How to perform "delete" operations in Snowflake using "delete+insert" in incremental strategy and materialization?

The problem I’m having

I’ve been trying to write up a model that will handle all the insert, update and delete of data in Snowflake. I’ve used the incremental strategy as “delete+insert” and added a date based condition in the “is_incremental()” so that the records in the source with value for the check column greater than the current max value in target will be considered as the “incremental/delta” dataset.

After multiple runs, I can see that the Insert and Update operations are happening as expected, however, the deletion of the records are not happening.

Can anyone tell me what it is I am missing in the configuration or code?

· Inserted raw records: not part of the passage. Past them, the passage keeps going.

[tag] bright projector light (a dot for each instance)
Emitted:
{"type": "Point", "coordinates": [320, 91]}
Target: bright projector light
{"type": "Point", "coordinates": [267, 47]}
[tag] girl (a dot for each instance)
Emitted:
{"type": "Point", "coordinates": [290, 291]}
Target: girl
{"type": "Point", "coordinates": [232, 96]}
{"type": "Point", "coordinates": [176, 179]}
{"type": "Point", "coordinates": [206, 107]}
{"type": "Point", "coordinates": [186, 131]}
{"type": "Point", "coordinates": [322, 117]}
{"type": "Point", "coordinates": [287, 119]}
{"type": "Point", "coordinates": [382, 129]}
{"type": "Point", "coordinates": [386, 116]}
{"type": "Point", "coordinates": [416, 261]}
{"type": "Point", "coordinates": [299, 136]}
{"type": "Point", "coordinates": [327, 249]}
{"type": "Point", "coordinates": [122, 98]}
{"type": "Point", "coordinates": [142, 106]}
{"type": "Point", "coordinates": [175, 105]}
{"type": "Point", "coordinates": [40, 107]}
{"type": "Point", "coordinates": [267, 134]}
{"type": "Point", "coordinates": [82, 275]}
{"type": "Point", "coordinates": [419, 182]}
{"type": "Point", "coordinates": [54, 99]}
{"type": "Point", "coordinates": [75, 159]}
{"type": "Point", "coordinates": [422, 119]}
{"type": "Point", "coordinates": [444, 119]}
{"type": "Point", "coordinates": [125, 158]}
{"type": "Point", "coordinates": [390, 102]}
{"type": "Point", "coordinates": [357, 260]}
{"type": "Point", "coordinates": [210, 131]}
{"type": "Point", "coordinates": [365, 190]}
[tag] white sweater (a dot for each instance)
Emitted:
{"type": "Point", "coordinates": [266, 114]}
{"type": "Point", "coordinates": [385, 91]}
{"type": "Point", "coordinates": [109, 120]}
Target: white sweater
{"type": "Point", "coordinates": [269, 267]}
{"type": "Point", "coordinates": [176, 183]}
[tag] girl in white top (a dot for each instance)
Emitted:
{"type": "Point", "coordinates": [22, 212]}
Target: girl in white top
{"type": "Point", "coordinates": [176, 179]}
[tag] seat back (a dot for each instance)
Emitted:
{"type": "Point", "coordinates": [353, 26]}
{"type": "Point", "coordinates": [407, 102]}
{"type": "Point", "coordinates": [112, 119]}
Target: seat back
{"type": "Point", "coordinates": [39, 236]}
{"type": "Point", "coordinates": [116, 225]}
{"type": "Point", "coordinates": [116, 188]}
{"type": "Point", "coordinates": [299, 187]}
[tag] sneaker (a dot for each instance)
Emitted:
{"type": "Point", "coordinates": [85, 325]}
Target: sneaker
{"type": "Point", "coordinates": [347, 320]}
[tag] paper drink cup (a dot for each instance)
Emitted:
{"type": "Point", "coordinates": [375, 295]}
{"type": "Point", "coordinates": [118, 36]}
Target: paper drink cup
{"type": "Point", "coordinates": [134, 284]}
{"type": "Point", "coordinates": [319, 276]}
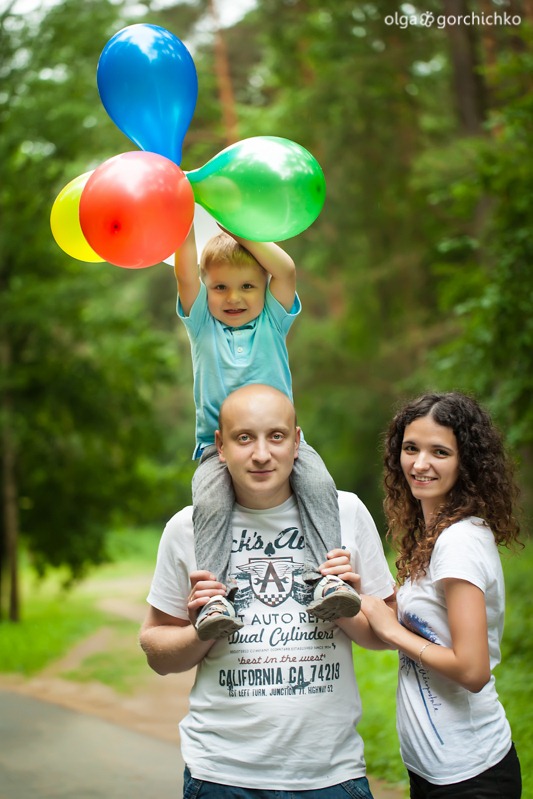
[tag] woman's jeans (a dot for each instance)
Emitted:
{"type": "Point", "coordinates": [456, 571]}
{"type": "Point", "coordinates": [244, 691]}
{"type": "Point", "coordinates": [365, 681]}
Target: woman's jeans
{"type": "Point", "coordinates": [502, 781]}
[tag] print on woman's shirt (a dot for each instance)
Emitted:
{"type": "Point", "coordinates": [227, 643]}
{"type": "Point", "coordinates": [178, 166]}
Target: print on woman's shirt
{"type": "Point", "coordinates": [282, 649]}
{"type": "Point", "coordinates": [430, 700]}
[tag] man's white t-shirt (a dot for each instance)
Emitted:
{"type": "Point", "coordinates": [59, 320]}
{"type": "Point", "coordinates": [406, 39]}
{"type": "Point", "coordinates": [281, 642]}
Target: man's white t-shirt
{"type": "Point", "coordinates": [448, 734]}
{"type": "Point", "coordinates": [276, 705]}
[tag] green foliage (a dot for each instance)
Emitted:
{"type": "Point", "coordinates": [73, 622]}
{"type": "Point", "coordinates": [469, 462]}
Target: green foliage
{"type": "Point", "coordinates": [53, 623]}
{"type": "Point", "coordinates": [484, 268]}
{"type": "Point", "coordinates": [91, 378]}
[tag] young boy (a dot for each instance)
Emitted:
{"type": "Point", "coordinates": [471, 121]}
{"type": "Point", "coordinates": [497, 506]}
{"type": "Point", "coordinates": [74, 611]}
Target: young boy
{"type": "Point", "coordinates": [237, 310]}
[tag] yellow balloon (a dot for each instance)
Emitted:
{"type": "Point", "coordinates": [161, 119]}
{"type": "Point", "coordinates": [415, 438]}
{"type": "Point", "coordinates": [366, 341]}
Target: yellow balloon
{"type": "Point", "coordinates": [65, 221]}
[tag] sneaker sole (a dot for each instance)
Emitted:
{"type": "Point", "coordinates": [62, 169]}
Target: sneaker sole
{"type": "Point", "coordinates": [213, 629]}
{"type": "Point", "coordinates": [336, 606]}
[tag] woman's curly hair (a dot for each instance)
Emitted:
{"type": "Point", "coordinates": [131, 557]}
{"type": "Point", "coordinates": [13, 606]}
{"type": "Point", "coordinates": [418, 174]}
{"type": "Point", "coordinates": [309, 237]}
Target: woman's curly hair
{"type": "Point", "coordinates": [485, 486]}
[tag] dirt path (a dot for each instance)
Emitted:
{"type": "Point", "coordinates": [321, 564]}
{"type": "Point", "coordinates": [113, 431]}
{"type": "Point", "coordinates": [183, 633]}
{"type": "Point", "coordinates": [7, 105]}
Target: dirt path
{"type": "Point", "coordinates": [156, 705]}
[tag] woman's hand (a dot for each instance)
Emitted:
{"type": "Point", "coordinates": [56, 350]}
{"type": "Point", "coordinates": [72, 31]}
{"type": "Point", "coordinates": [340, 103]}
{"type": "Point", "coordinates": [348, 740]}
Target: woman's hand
{"type": "Point", "coordinates": [381, 617]}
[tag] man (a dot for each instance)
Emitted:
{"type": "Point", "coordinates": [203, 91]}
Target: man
{"type": "Point", "coordinates": [274, 707]}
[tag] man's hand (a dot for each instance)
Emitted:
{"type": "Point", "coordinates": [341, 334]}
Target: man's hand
{"type": "Point", "coordinates": [204, 585]}
{"type": "Point", "coordinates": [338, 563]}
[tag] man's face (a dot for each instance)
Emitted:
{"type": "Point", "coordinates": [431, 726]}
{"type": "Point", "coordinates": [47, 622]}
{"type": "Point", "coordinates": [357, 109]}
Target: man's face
{"type": "Point", "coordinates": [259, 441]}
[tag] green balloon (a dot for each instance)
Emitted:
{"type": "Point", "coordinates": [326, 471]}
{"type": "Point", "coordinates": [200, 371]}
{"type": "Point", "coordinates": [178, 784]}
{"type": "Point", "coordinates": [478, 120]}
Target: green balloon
{"type": "Point", "coordinates": [263, 189]}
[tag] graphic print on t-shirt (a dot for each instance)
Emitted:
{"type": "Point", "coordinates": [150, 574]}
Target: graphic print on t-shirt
{"type": "Point", "coordinates": [430, 699]}
{"type": "Point", "coordinates": [282, 649]}
{"type": "Point", "coordinates": [272, 579]}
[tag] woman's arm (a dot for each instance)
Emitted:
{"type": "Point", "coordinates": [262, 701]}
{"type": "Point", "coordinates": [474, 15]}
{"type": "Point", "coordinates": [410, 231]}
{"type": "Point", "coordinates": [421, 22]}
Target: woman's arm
{"type": "Point", "coordinates": [467, 661]}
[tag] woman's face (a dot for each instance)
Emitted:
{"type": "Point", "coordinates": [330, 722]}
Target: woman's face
{"type": "Point", "coordinates": [430, 462]}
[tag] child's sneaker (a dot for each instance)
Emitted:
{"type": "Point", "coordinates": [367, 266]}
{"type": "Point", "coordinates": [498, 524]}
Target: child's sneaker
{"type": "Point", "coordinates": [217, 619]}
{"type": "Point", "coordinates": [334, 599]}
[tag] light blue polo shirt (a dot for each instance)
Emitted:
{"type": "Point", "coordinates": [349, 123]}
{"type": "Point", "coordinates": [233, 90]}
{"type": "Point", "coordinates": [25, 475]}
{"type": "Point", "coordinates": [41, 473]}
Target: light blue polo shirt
{"type": "Point", "coordinates": [225, 358]}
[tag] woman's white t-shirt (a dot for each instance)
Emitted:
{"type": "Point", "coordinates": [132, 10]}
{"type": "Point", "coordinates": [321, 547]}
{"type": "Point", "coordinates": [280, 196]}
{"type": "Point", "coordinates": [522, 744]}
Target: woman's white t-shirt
{"type": "Point", "coordinates": [448, 734]}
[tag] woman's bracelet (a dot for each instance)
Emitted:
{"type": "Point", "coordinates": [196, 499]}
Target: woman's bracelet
{"type": "Point", "coordinates": [420, 664]}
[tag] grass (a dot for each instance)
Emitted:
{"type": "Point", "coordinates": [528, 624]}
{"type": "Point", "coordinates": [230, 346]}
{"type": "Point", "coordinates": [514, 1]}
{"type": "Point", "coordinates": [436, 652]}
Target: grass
{"type": "Point", "coordinates": [54, 621]}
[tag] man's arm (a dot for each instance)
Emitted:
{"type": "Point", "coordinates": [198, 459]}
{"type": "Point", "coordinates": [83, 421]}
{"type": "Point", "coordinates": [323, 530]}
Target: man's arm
{"type": "Point", "coordinates": [171, 645]}
{"type": "Point", "coordinates": [186, 271]}
{"type": "Point", "coordinates": [278, 264]}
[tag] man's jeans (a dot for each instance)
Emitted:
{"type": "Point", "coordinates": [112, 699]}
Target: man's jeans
{"type": "Point", "coordinates": [198, 789]}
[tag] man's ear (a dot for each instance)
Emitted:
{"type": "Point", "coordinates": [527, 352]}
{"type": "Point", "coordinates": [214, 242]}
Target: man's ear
{"type": "Point", "coordinates": [297, 442]}
{"type": "Point", "coordinates": [219, 446]}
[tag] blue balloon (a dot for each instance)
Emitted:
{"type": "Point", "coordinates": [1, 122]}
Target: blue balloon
{"type": "Point", "coordinates": [148, 85]}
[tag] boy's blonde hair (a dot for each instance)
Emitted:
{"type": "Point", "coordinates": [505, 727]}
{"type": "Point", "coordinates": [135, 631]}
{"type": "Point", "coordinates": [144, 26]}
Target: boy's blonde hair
{"type": "Point", "coordinates": [223, 249]}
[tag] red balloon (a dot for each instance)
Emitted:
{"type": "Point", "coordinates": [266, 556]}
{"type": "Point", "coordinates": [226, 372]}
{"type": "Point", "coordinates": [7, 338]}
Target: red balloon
{"type": "Point", "coordinates": [136, 209]}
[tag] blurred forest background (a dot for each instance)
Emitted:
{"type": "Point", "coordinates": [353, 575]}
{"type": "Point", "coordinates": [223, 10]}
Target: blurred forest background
{"type": "Point", "coordinates": [417, 274]}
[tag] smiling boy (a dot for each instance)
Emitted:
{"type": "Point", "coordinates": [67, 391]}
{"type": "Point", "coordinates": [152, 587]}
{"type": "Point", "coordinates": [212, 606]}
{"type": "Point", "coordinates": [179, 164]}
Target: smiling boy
{"type": "Point", "coordinates": [238, 308]}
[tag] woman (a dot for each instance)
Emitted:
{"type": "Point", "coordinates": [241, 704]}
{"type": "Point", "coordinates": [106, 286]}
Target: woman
{"type": "Point", "coordinates": [449, 505]}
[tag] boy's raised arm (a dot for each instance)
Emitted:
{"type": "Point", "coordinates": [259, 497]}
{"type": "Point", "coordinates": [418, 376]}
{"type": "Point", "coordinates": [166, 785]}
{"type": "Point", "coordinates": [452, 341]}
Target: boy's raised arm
{"type": "Point", "coordinates": [186, 271]}
{"type": "Point", "coordinates": [278, 264]}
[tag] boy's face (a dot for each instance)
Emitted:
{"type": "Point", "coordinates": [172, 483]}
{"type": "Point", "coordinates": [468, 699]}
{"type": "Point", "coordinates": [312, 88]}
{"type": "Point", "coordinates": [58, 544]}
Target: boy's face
{"type": "Point", "coordinates": [235, 294]}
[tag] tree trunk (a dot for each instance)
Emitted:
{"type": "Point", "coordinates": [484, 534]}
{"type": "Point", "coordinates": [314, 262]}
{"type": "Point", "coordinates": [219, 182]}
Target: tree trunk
{"type": "Point", "coordinates": [223, 75]}
{"type": "Point", "coordinates": [468, 83]}
{"type": "Point", "coordinates": [9, 495]}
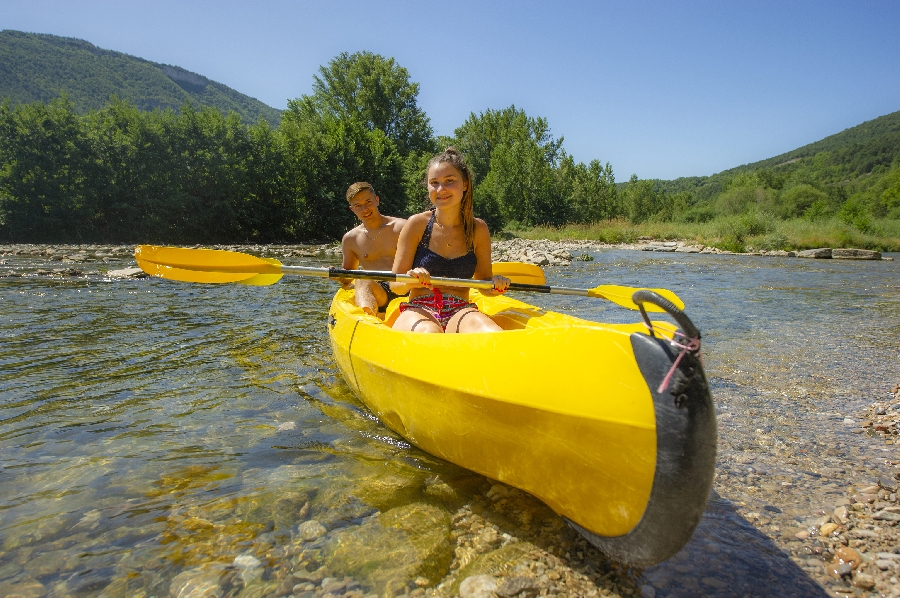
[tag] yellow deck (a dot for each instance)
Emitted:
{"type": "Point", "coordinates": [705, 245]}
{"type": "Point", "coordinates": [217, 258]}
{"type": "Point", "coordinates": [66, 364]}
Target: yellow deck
{"type": "Point", "coordinates": [554, 405]}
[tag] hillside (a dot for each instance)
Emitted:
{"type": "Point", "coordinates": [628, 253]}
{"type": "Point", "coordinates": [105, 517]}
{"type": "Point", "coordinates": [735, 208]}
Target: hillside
{"type": "Point", "coordinates": [39, 67]}
{"type": "Point", "coordinates": [871, 147]}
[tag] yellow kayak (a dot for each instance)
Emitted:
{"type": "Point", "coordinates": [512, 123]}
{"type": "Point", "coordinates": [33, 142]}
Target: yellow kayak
{"type": "Point", "coordinates": [605, 423]}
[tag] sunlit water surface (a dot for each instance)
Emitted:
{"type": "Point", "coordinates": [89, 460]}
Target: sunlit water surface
{"type": "Point", "coordinates": [148, 426]}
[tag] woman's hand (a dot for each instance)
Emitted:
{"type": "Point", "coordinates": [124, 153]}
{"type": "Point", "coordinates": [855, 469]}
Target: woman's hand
{"type": "Point", "coordinates": [501, 283]}
{"type": "Point", "coordinates": [423, 276]}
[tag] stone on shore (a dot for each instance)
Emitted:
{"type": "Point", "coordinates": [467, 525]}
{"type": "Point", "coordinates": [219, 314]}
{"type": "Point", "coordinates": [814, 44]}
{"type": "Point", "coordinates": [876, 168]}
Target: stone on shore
{"type": "Point", "coordinates": [127, 273]}
{"type": "Point", "coordinates": [855, 254]}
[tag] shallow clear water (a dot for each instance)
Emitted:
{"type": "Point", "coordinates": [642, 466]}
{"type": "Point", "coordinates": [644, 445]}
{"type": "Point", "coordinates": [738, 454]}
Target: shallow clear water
{"type": "Point", "coordinates": [147, 426]}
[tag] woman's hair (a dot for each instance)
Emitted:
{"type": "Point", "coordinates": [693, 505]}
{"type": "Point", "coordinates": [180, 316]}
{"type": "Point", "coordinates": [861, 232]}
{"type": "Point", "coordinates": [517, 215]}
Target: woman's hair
{"type": "Point", "coordinates": [452, 155]}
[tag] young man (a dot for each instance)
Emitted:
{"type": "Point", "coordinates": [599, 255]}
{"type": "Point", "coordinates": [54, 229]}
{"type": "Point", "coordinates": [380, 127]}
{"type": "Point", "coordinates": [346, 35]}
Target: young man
{"type": "Point", "coordinates": [371, 245]}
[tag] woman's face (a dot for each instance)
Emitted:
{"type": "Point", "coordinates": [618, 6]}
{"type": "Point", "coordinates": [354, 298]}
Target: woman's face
{"type": "Point", "coordinates": [446, 185]}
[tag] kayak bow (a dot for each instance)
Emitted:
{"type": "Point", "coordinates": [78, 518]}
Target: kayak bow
{"type": "Point", "coordinates": [611, 425]}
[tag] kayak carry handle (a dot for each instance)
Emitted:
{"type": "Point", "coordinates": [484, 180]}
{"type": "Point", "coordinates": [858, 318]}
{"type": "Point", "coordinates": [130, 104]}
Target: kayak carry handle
{"type": "Point", "coordinates": [645, 296]}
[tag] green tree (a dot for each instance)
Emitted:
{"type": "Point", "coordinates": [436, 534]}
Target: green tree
{"type": "Point", "coordinates": [325, 155]}
{"type": "Point", "coordinates": [45, 172]}
{"type": "Point", "coordinates": [592, 191]}
{"type": "Point", "coordinates": [523, 183]}
{"type": "Point", "coordinates": [640, 200]}
{"type": "Point", "coordinates": [481, 134]}
{"type": "Point", "coordinates": [374, 91]}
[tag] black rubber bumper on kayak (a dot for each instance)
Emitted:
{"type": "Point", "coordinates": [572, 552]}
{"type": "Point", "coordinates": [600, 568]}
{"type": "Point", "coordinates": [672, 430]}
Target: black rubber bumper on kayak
{"type": "Point", "coordinates": [685, 455]}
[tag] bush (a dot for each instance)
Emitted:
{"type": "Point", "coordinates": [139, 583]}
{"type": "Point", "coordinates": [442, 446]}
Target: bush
{"type": "Point", "coordinates": [796, 201]}
{"type": "Point", "coordinates": [697, 215]}
{"type": "Point", "coordinates": [854, 213]}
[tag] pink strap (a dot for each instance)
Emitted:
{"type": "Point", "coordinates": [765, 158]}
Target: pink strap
{"type": "Point", "coordinates": [693, 346]}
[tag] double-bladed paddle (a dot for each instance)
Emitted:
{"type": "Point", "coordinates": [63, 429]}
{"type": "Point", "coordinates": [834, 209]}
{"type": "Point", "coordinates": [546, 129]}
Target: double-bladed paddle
{"type": "Point", "coordinates": [217, 266]}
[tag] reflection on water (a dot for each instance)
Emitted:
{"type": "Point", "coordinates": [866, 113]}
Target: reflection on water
{"type": "Point", "coordinates": [150, 428]}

The context of why I’m trying to do this

The source dataset will introduce new records, updated records as well as deleted records in the incremental pulls. We need to be able to reflect all three operations in the target as well.

What I’ve already tried

I’ve already tried using the “merge” and “delete+insert” incremental strategies along with the is_incremental() macro with a date field based comparison to identify the delta records.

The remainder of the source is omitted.